ComCom investigation wins $60m payout for investors

Thousands of investors who lost millions of dollars when the financial product Credit SaILS failed in the global financial crisis will receive some welcome news in the post around Easter.

Letters are being sent out to investors who lost their capital investments as a result of the Credit SaILS failure in 2008. The letters will detail whether they are eligible investors and if so how much they are being offered under the $60 million settlement reached in December 2012 between the Commerce Commission and the five companies it had investigated over the failure. More than 2,550 investors will recover approximately 85% of their lost capital.

“This is a substantial pay out that will have a significant impact in some communities. For example in Otago and Southland investors will be receiving just under $16 million. Investors in the Auckland region will get back more than $10 million. Most of these investors were elderly and having this money returned to them will have a big impact on the quality of their lives,” said Dr Mark Berry, Chairman of the Commerce Commission.

The Commission’s investigation found that there were grounds to bring proceedings against Forsyth Barr Limited, Credit Agricole Corporate and Investment Bank, Credit Sail Limited and Calyon Hong Kong Limited. The Commission reached the view that Credit SaILS were marketed and sold in a way that may have misled investors under the Fair Trading Act.

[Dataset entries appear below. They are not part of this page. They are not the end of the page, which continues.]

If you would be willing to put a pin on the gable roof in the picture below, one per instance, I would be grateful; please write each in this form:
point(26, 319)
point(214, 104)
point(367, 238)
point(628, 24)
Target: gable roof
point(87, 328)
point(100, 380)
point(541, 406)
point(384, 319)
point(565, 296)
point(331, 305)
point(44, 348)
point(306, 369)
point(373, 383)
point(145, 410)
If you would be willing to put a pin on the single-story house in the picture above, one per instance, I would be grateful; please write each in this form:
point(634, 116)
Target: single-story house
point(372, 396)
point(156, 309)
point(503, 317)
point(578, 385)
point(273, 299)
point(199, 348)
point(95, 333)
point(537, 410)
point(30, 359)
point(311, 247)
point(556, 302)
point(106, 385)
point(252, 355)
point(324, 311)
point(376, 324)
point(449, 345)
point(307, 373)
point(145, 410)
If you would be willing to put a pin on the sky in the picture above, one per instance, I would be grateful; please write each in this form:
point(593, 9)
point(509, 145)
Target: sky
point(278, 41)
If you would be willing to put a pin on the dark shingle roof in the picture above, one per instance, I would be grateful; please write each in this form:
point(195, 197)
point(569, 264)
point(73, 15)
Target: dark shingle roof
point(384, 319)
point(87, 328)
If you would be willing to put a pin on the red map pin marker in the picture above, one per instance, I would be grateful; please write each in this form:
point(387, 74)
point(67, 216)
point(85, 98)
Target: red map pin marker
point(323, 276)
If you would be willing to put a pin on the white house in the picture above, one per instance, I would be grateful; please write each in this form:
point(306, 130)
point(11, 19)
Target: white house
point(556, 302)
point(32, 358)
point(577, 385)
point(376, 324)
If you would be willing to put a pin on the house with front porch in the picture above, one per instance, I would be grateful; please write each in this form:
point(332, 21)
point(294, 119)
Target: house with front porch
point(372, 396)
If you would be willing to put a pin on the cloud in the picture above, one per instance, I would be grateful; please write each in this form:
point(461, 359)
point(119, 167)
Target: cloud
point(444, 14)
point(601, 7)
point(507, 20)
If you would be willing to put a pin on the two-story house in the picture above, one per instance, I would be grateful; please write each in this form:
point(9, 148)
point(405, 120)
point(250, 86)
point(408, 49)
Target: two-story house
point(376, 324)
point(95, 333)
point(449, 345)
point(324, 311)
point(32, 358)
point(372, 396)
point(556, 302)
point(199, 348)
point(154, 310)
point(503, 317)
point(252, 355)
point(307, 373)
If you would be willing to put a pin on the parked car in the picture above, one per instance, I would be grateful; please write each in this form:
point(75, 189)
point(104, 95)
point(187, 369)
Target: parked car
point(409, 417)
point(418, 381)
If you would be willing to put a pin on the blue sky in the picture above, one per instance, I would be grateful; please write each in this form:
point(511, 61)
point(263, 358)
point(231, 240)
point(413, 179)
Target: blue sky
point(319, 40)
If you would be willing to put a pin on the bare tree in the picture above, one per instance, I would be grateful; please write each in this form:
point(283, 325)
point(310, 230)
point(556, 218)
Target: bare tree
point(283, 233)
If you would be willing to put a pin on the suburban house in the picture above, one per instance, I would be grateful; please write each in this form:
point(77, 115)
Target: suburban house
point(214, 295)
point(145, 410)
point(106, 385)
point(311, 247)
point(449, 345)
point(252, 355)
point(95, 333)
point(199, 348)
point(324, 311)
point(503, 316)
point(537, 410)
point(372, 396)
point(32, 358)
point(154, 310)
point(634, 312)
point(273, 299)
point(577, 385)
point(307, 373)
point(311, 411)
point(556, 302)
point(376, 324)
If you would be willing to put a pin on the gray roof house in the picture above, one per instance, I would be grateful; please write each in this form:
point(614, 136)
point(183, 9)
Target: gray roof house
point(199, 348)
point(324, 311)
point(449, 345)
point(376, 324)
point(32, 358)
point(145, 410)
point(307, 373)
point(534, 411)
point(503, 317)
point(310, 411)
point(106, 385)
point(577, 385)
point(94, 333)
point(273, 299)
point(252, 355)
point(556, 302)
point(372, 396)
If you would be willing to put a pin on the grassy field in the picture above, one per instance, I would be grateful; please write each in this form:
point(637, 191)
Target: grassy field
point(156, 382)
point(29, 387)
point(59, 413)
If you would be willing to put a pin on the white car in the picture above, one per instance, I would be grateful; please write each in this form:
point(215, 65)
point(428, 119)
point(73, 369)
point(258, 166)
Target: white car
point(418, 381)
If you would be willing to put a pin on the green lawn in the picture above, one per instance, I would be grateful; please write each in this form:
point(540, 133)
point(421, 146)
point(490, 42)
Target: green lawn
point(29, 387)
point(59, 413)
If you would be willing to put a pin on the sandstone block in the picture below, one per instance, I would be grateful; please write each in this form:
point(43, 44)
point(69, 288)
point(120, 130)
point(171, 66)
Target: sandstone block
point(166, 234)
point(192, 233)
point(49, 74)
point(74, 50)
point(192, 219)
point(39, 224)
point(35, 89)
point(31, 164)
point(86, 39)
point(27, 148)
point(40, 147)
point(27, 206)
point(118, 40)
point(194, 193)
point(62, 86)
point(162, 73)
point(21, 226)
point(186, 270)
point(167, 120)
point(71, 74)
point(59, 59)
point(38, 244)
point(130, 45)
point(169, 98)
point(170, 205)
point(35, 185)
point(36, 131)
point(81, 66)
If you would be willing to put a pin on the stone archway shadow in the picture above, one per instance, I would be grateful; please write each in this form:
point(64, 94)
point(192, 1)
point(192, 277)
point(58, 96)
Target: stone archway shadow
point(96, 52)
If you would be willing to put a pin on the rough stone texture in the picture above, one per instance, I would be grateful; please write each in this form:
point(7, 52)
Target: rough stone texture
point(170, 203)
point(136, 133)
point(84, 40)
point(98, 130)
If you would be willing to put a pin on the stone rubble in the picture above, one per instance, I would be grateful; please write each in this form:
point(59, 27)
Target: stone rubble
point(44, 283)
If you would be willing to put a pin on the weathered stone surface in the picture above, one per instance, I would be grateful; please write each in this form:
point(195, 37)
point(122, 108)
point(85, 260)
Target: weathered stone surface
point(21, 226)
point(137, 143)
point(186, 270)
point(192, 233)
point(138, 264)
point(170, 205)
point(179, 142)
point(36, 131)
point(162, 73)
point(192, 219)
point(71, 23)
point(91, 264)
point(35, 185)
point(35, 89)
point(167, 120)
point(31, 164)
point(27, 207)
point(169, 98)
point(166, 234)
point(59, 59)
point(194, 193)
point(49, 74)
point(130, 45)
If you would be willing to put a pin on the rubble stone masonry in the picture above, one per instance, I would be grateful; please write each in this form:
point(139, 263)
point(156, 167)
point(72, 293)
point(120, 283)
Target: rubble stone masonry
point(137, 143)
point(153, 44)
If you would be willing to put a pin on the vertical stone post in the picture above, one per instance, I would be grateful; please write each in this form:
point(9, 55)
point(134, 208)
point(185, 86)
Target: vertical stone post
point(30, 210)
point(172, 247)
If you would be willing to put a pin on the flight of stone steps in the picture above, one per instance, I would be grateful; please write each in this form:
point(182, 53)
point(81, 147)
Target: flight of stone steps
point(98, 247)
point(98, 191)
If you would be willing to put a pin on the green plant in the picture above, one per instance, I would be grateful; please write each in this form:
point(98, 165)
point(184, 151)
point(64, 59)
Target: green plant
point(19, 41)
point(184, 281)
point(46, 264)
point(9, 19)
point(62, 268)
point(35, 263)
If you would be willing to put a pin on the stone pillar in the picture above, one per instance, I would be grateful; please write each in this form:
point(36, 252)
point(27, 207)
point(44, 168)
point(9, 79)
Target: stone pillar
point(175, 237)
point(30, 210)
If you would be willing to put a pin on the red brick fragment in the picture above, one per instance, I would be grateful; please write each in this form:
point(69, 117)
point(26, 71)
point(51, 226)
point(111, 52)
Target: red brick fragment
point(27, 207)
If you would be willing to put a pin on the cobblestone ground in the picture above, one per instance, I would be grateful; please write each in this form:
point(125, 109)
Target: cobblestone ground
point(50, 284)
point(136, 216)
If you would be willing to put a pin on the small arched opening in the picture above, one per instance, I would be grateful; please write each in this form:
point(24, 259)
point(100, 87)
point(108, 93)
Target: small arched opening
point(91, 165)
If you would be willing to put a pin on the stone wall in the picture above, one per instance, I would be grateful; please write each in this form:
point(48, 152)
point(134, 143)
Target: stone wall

The companies strongly disagreed with the Commission’s views and confirmed that any claim for breach of the Fair Trading Act would be strenuously defended. In the circumstances, the Commission decided that a better outcome for investors would be produced through the prompt creation of a voluntary scheme to compensate investors. That settlement scheme establishes a $60 million fund from which eligible investors will be substantially reimbursed.

“Eligible investors will receive around $850 for every $1000 they lost. The potential payments range from the smallest at $132 through to the largest single payment of $2.5 million,” said Dr Berry.

Others who stand to benefit from the pay out include charities and community organisations, who collectively will be returned $4.6 million.

The Commission is encouraging investors to think very carefully about the terms of the offer and take independent legal and financial advice. Under the terms of the settlement agreement investors who wish to accept the offer will be agreeing to release the companies and any other persons connected with the Credit SaILS investment from any on going legal liability. Investors who wish to accept the settlement payment cannot also take legal proceedings.

Investors who receive a letter in the post offering the payment can easily verify that the letter is genuine and not a scam by phoning the freephone number on the letter which is for Public Trust, who have been appointed to disburse the fund. That number is 0800 003 018

There is also further information on the Credit SaILS investigation and settlement on the Commission’s website at www.comcom/


Credit SaILS were sophisticated debt securities marketed and sold to the New Zealand public in 2006 with the prospect of 8.5% interest income and capital protection. $91.5 million was raised through the offer. Credit SaILS failed in 2008 and the notes are now virtually worthless. On the information available, the Commission estimates the total loss for those eligible for a share of the settlement fund is around $70 million.

The Commission has reached the view that Credit SaILS was marketed and sold in a way that is likely to have breached the Fair Trading Act, in that:

• the representations that Credit SaILS were ‘capital protected’ were misleading and deceptive • Credit SaILS were marketed to the average investor • Credit SaILS were highly complex and unsuitable for the average investor and the companies who marketed and sold Credit SaILS ought to have known that the product was unsuitable for the average investor.